The line inched forward. Warm hands and cold ones clasped Sunny’s. Shapes and voices moved past her, and on to view Margaret. Some hurried by, crossing themselves, but most touched the ebonized wood of her coffin, touched her hands, mouthed good-bye, hurried down the steps of the stage and back up the theater’s center aisle.

“Sunny?” said the last person in line. “I hope it was okay to come.”

Then Regina folded her free arm around Sunny’s neck, and the baby was squeezed between them, and even Dickie Saint-Onge felt an unaccustomed lump in his throat.

CHAPTER 8 Meanwhile, at Boot Lake

Overheard at the filling station by a jittery teenager buying nacho chips and Dr Pepper: A man had died; a man named Flynn or Fin, who lived alone on Boot Lake.

The teenager had no money for gas and wasn’t going to pull any more stunts in this lifetime. “Boot Lake?” he asked the cashier. “I used to swim there. How far is it from here?”

“As the crow flies? Two miles. But you have to get back on 12A again, then west on Old Baptist Road, past the gravel pit.”

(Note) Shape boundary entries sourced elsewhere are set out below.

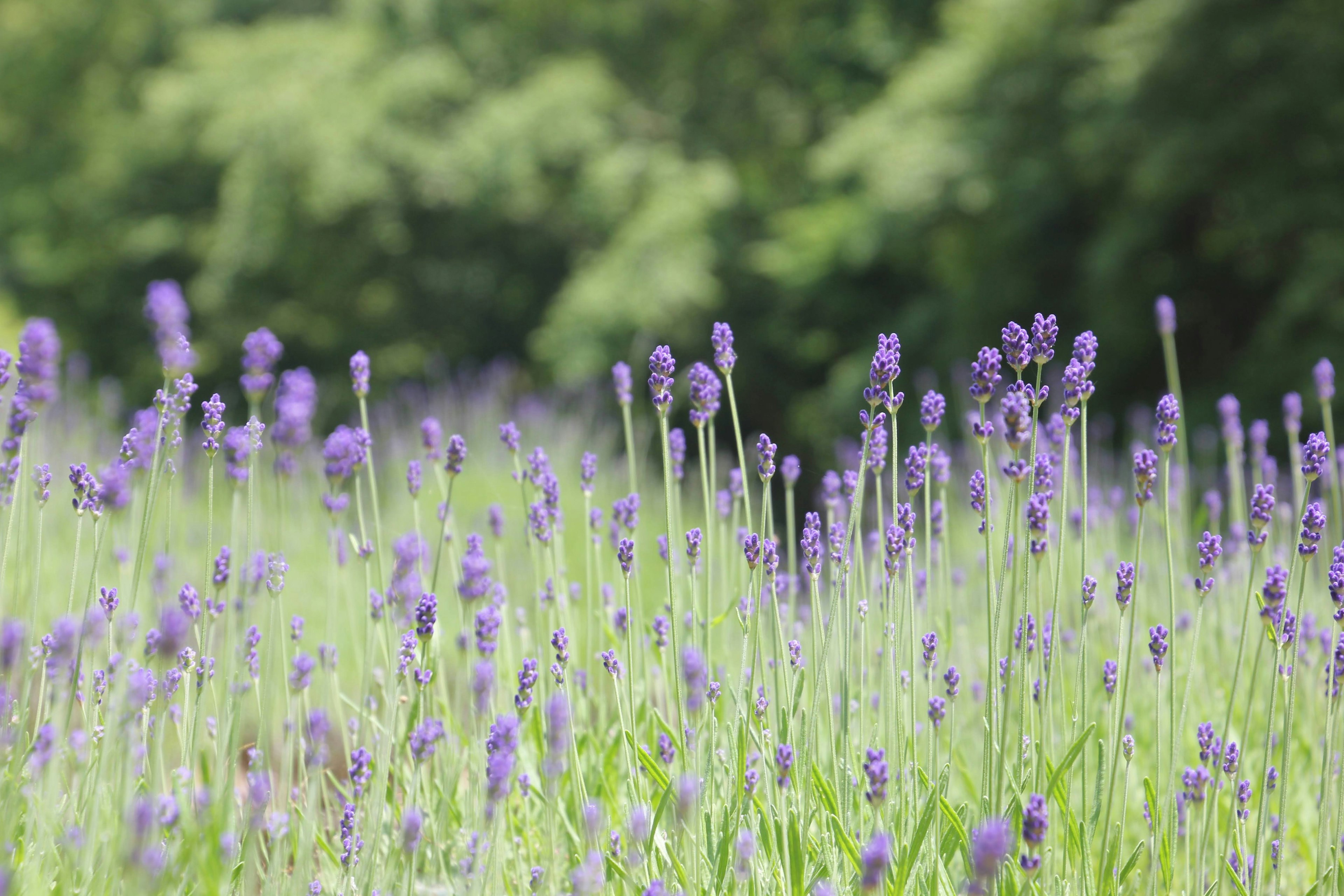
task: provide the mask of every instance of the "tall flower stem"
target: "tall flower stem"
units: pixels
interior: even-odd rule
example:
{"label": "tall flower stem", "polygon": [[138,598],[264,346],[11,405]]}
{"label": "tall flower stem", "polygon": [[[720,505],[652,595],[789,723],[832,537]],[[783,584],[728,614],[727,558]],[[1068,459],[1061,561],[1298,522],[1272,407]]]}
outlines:
{"label": "tall flower stem", "polygon": [[[1250,555],[1250,568],[1246,571],[1246,600],[1243,602],[1243,607],[1242,607],[1242,626],[1241,626],[1242,627],[1242,633],[1241,633],[1241,635],[1238,638],[1238,643],[1236,643],[1236,662],[1232,666],[1232,688],[1231,688],[1231,690],[1227,695],[1227,712],[1223,715],[1223,727],[1220,729],[1223,732],[1220,736],[1223,737],[1224,742],[1227,740],[1227,736],[1231,732],[1231,727],[1232,727],[1232,708],[1236,705],[1236,688],[1241,684],[1242,662],[1243,662],[1243,660],[1246,657],[1246,629],[1247,629],[1247,623],[1250,621],[1250,614],[1251,614],[1251,594],[1254,592],[1254,586],[1255,586],[1255,560],[1257,559],[1259,559],[1259,551],[1255,549],[1255,548],[1253,548],[1251,549],[1251,555]],[[1192,657],[1192,661],[1193,661],[1193,657]],[[1211,793],[1214,793],[1214,794],[1218,793],[1218,776],[1222,774],[1222,771],[1223,771],[1222,762],[1215,762],[1214,763],[1214,776],[1212,776],[1212,780],[1210,782]],[[1199,875],[1200,875],[1200,880],[1204,879],[1204,868],[1206,868],[1204,854],[1206,854],[1206,852],[1208,849],[1210,830],[1211,829],[1222,827],[1222,823],[1218,821],[1218,818],[1219,818],[1219,810],[1216,807],[1211,807],[1210,806],[1210,803],[1214,803],[1214,802],[1216,802],[1216,801],[1215,799],[1208,799],[1208,801],[1204,802],[1204,830],[1200,833],[1200,846],[1199,846]],[[1210,814],[1210,811],[1214,813],[1214,822],[1215,822],[1214,825],[1208,823],[1208,814]],[[1222,879],[1222,875],[1219,875],[1219,879]]]}
{"label": "tall flower stem", "polygon": [[[363,395],[359,396],[359,423],[360,426],[364,427],[366,433],[371,433],[371,430],[368,429],[368,399],[366,399]],[[378,539],[378,545],[376,549],[374,551],[374,563],[378,564],[376,566],[378,587],[383,587],[383,584],[386,583],[386,579],[383,579],[383,548],[386,545],[383,541],[383,513],[379,509],[378,473],[374,470],[375,466],[376,465],[374,462],[374,439],[371,435],[368,439],[367,462],[364,463],[364,472],[368,474],[368,500],[370,504],[374,505],[374,537]],[[452,484],[449,485],[449,490],[452,490]],[[446,510],[444,513],[444,521],[445,524],[448,521]],[[435,572],[437,571],[438,570],[435,564]]]}
{"label": "tall flower stem", "polygon": [[[681,740],[681,774],[685,774],[685,754],[688,752],[688,744],[685,743],[685,709],[681,705],[681,673],[680,662],[681,653],[677,646],[677,630],[681,627],[681,618],[676,613],[676,574],[672,568],[672,454],[668,449],[668,416],[667,412],[659,414],[659,439],[663,449],[663,496],[664,496],[664,512],[667,517],[667,535],[668,535],[668,615],[671,617],[672,629],[672,690],[676,700],[676,721],[677,721],[677,739]],[[746,488],[746,486],[743,486]]]}
{"label": "tall flower stem", "polygon": [[[1102,830],[1102,841],[1101,841],[1102,842],[1102,850],[1101,850],[1101,854],[1102,854],[1103,860],[1109,854],[1109,842],[1110,842],[1110,809],[1111,809],[1111,803],[1113,803],[1113,801],[1116,798],[1116,770],[1117,770],[1117,767],[1120,764],[1120,737],[1121,737],[1120,731],[1121,731],[1121,724],[1124,723],[1124,719],[1125,719],[1125,704],[1129,700],[1129,681],[1130,681],[1130,678],[1134,677],[1134,662],[1133,662],[1133,658],[1134,658],[1134,617],[1138,615],[1138,606],[1137,606],[1136,600],[1138,599],[1140,559],[1144,556],[1144,510],[1145,510],[1145,505],[1140,504],[1138,505],[1138,537],[1134,540],[1134,586],[1132,588],[1133,596],[1130,598],[1130,604],[1132,606],[1129,607],[1129,638],[1126,641],[1126,645],[1125,645],[1124,650],[1121,650],[1121,660],[1124,660],[1124,662],[1120,664],[1120,676],[1121,676],[1120,703],[1116,705],[1116,721],[1114,721],[1114,724],[1110,728],[1110,736],[1111,736],[1111,740],[1113,740],[1113,743],[1111,743],[1111,756],[1110,756],[1110,775],[1109,775],[1109,783],[1106,785],[1106,811],[1103,813],[1103,822],[1102,822],[1102,827],[1101,827],[1101,830]],[[1102,865],[1105,865],[1105,861],[1102,862]],[[1097,885],[1098,887],[1101,887],[1101,873],[1102,873],[1102,870],[1103,870],[1103,868],[1098,868],[1097,869]]]}
{"label": "tall flower stem", "polygon": [[[1176,420],[1180,423],[1180,420]],[[1169,622],[1168,629],[1175,634],[1176,631],[1176,566],[1172,562],[1172,453],[1163,451],[1163,537],[1167,543],[1167,614]],[[1200,602],[1200,613],[1203,613],[1204,603]],[[1175,642],[1175,637],[1172,638]],[[1199,647],[1199,625],[1195,626],[1195,638],[1189,647],[1189,668],[1195,668],[1195,650]],[[1167,676],[1167,716],[1169,721],[1171,739],[1171,754],[1172,760],[1167,768],[1167,798],[1163,801],[1164,814],[1167,815],[1168,826],[1168,840],[1173,845],[1176,844],[1176,760],[1179,759],[1180,748],[1180,729],[1176,727],[1176,658],[1172,657],[1171,674]],[[1185,678],[1187,696],[1189,696],[1188,685],[1189,678]],[[1184,711],[1181,717],[1181,724],[1184,724]],[[1160,750],[1159,744],[1159,750]],[[1160,764],[1160,763],[1159,763]],[[1161,786],[1161,778],[1157,779],[1157,786]],[[1169,872],[1171,869],[1168,869]]]}
{"label": "tall flower stem", "polygon": [[[168,379],[169,379],[168,377],[168,371],[164,371],[163,396],[164,396],[165,402],[168,400]],[[157,414],[159,422],[155,424],[155,453],[153,453],[153,457],[149,461],[149,485],[148,485],[148,488],[145,488],[145,509],[144,509],[144,513],[140,516],[140,544],[136,548],[136,566],[134,566],[134,571],[130,574],[130,607],[129,607],[129,610],[132,613],[134,613],[134,610],[136,610],[136,600],[140,596],[140,571],[144,570],[144,566],[145,566],[145,548],[149,545],[149,520],[151,520],[151,517],[153,516],[153,512],[155,512],[155,498],[159,496],[159,478],[160,478],[159,458],[160,458],[160,455],[163,453],[161,445],[163,445],[163,439],[164,439],[164,408],[157,407],[157,411],[159,411],[159,414]],[[23,445],[26,445],[26,443],[27,443],[27,439],[24,439],[24,442],[22,442],[19,445],[20,459],[22,459],[22,455],[23,455]],[[249,457],[251,457],[250,451],[249,451]],[[8,548],[8,545],[9,545],[9,543],[5,541],[5,548]]]}
{"label": "tall flower stem", "polygon": [[[1339,480],[1339,474],[1337,474],[1337,470],[1336,470],[1336,476],[1332,476],[1331,481],[1335,482],[1337,480]],[[1305,506],[1302,509],[1302,513],[1306,513]],[[1312,555],[1305,555],[1302,557],[1302,578],[1297,583],[1297,618],[1298,619],[1302,618],[1302,592],[1306,590],[1306,568],[1310,564],[1310,559],[1312,559]],[[1288,717],[1285,719],[1285,724],[1284,724],[1284,771],[1282,771],[1282,783],[1279,785],[1279,791],[1278,791],[1278,817],[1279,817],[1278,838],[1279,838],[1279,842],[1284,844],[1284,854],[1279,856],[1278,865],[1274,868],[1274,892],[1275,893],[1279,892],[1279,879],[1284,875],[1282,866],[1284,866],[1284,864],[1286,861],[1286,857],[1288,857],[1286,853],[1288,853],[1288,845],[1289,845],[1289,841],[1288,841],[1289,818],[1288,818],[1288,815],[1285,813],[1288,811],[1288,789],[1292,787],[1292,785],[1293,785],[1293,778],[1292,778],[1292,764],[1293,764],[1293,711],[1297,708],[1297,680],[1300,677],[1298,673],[1297,673],[1297,666],[1298,666],[1298,653],[1301,650],[1301,643],[1302,643],[1301,638],[1297,637],[1297,638],[1293,638],[1293,643],[1288,647],[1288,650],[1292,652],[1292,657],[1289,657],[1290,664],[1289,664],[1289,672],[1288,672]],[[1329,742],[1327,742],[1327,750],[1329,750]],[[1318,811],[1324,814],[1325,813],[1325,806],[1320,806]]]}

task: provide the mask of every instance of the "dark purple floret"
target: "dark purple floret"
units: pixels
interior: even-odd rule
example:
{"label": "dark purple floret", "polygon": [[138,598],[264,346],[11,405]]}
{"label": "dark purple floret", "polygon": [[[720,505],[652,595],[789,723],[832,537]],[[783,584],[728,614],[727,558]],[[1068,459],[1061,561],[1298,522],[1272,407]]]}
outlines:
{"label": "dark purple floret", "polygon": [[999,375],[1000,356],[997,348],[984,347],[970,364],[970,398],[981,404],[995,395],[995,387],[1003,382]]}
{"label": "dark purple floret", "polygon": [[774,767],[778,772],[775,775],[774,783],[780,786],[780,790],[789,789],[789,770],[793,768],[793,747],[789,744],[780,744],[774,751]]}
{"label": "dark purple floret", "polygon": [[715,324],[710,344],[714,347],[714,365],[724,375],[731,375],[732,367],[738,363],[738,353],[732,351],[732,328],[727,324]]}
{"label": "dark purple floret", "polygon": [[1314,557],[1321,543],[1321,529],[1324,528],[1325,510],[1321,509],[1320,501],[1308,504],[1306,513],[1302,514],[1302,532],[1298,539],[1297,553],[1306,559]]}
{"label": "dark purple floret", "polygon": [[917,442],[906,454],[906,492],[915,494],[925,484],[925,469],[929,465],[929,446]]}
{"label": "dark purple floret", "polygon": [[1059,336],[1059,326],[1055,325],[1055,316],[1048,317],[1036,312],[1036,318],[1031,324],[1031,360],[1044,364],[1055,357],[1055,339]]}
{"label": "dark purple floret", "polygon": [[1164,451],[1176,447],[1176,420],[1180,419],[1180,406],[1172,394],[1157,402],[1157,445]]}
{"label": "dark purple floret", "polygon": [[942,697],[929,697],[929,721],[934,728],[942,727],[942,720],[948,715],[948,701]]}
{"label": "dark purple floret", "polygon": [[449,435],[448,447],[444,451],[444,469],[448,470],[449,476],[457,476],[462,472],[462,463],[465,461],[466,439],[457,434]]}
{"label": "dark purple floret", "polygon": [[1025,447],[1031,438],[1031,406],[1021,392],[1012,391],[999,403],[1004,415],[1004,442],[1013,451]]}
{"label": "dark purple floret", "polygon": [[1031,334],[1017,322],[1003,328],[1004,363],[1019,373],[1031,363]]}
{"label": "dark purple floret", "polygon": [[1148,653],[1153,654],[1153,668],[1157,672],[1163,670],[1163,662],[1167,658],[1167,649],[1171,646],[1167,638],[1171,633],[1164,625],[1156,625],[1148,629]]}
{"label": "dark purple floret", "polygon": [[1140,506],[1153,500],[1153,482],[1157,481],[1157,453],[1152,449],[1134,451],[1134,500]]}
{"label": "dark purple floret", "polygon": [[864,793],[864,799],[874,806],[882,805],[887,798],[887,780],[890,779],[887,751],[868,747],[866,759],[863,760],[863,774],[868,779],[868,790]]}
{"label": "dark purple floret", "polygon": [[[22,349],[20,344],[20,349]],[[23,373],[23,368],[19,369]],[[1321,402],[1329,402],[1335,398],[1335,365],[1331,364],[1328,357],[1322,357],[1316,361],[1316,367],[1312,368],[1312,379],[1316,380],[1316,398]]]}
{"label": "dark purple floret", "polygon": [[859,853],[859,861],[862,868],[859,885],[866,891],[880,887],[891,865],[891,837],[882,832],[875,833]]}
{"label": "dark purple floret", "polygon": [[1227,394],[1218,399],[1218,416],[1222,420],[1223,441],[1241,449],[1246,434],[1242,431],[1242,403],[1235,395]]}
{"label": "dark purple floret", "polygon": [[368,355],[364,352],[355,352],[349,356],[349,384],[351,390],[355,392],[355,398],[364,398],[368,395]]}
{"label": "dark purple floret", "polygon": [[317,412],[317,380],[306,367],[285,371],[276,390],[276,445],[298,449],[313,438]]}
{"label": "dark purple floret", "polygon": [[672,373],[676,372],[676,359],[672,349],[659,345],[649,355],[649,395],[653,399],[653,410],[667,414],[672,407]]}
{"label": "dark purple floret", "polygon": [[1157,318],[1157,332],[1171,336],[1176,332],[1176,302],[1168,296],[1159,296],[1153,302],[1153,316]]}
{"label": "dark purple floret", "polygon": [[926,431],[933,433],[942,423],[943,414],[948,412],[948,399],[938,392],[929,390],[919,399],[919,424]]}
{"label": "dark purple floret", "polygon": [[[230,430],[228,435],[233,434],[234,430]],[[228,447],[227,438],[224,443],[226,449]],[[368,459],[368,447],[371,445],[372,439],[368,438],[368,433],[364,430],[359,427],[351,429],[344,423],[337,426],[323,443],[327,478],[339,485],[352,477]]]}
{"label": "dark purple floret", "polygon": [[276,383],[276,364],[285,347],[265,326],[243,337],[243,375],[239,380],[249,402],[259,402]]}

“Right,” said the kid. “Now I remember.”

FINN glowed white in the dark, stenciled on the black mailbox at the head of a dirt driveway. No lights, no signs of life. He’d hide the truck first thing in the morning. No big deal. He’d switch plates first—he was in New Hampshire now, Live Free or Die—and find an empty garage, a normal place, like it belonged to some old couple who only took it out for church. He nosed the Ford down the narrow road through scrubby bushes. It was a smaller cabin than he expected from the long private driveway, but nicer than you’d think for a dead guy who lived alone. New paint on the trim, light, maybe yellow. The siding at night was dark, stained by weather, wet-cigar brown. He found the spare key under a chunk of pink granite, sitting like a stool pigeon next to the door. You’re not breaking in when you use a key, he told himself. You’re freeloading. Taking shelter. Resting. Like Goldilocks. He wouldn’t steal anything, except maybe eat what was in the refrigerator. The guy was dead. He wouldn’t mind. He could think, borrow some clothes, maybe call Tiff.

Because he wasn’t breaking and entering, he’d leave things neat. He’d make the bed and wash his dishes. He could say if they found him, “Look—I didn’t take nothin’. There’s your TV, your computer, your VCR, your CD player, your microwave oven. I was just taking shelter. If I was going to steal anything, I’d have done it by now.”

Shower. Shave. Wipe out the sink after. Hope the guy had disposable razors; too fucking creepy to shave with a dead guy’s blade. Fish after sundown. Deep-six the gun. Watch TV. Hope the guy had cable.

Find out if anyone had I.D.’d him, and if the cop had died.

CHAPTER 9 The Flight

Emily Ann diagnosed Fletcher’s bad mood on the flight as situational depression, richly deserved.

“Would you like to talk about your dad?” she tried.

“Absent father, lousy husband,” he snapped.

Emily Ann didn’t snap back. A man on his way to his father’s funeral deserved some latitude. “Do you think,” she began carefully, “that it’s doubly hard for you because of his deficiencies? Because you held out hope that someday you might become closer—like maybe when you had children of your own—but now that dream is lost, so it’s all the more painful?”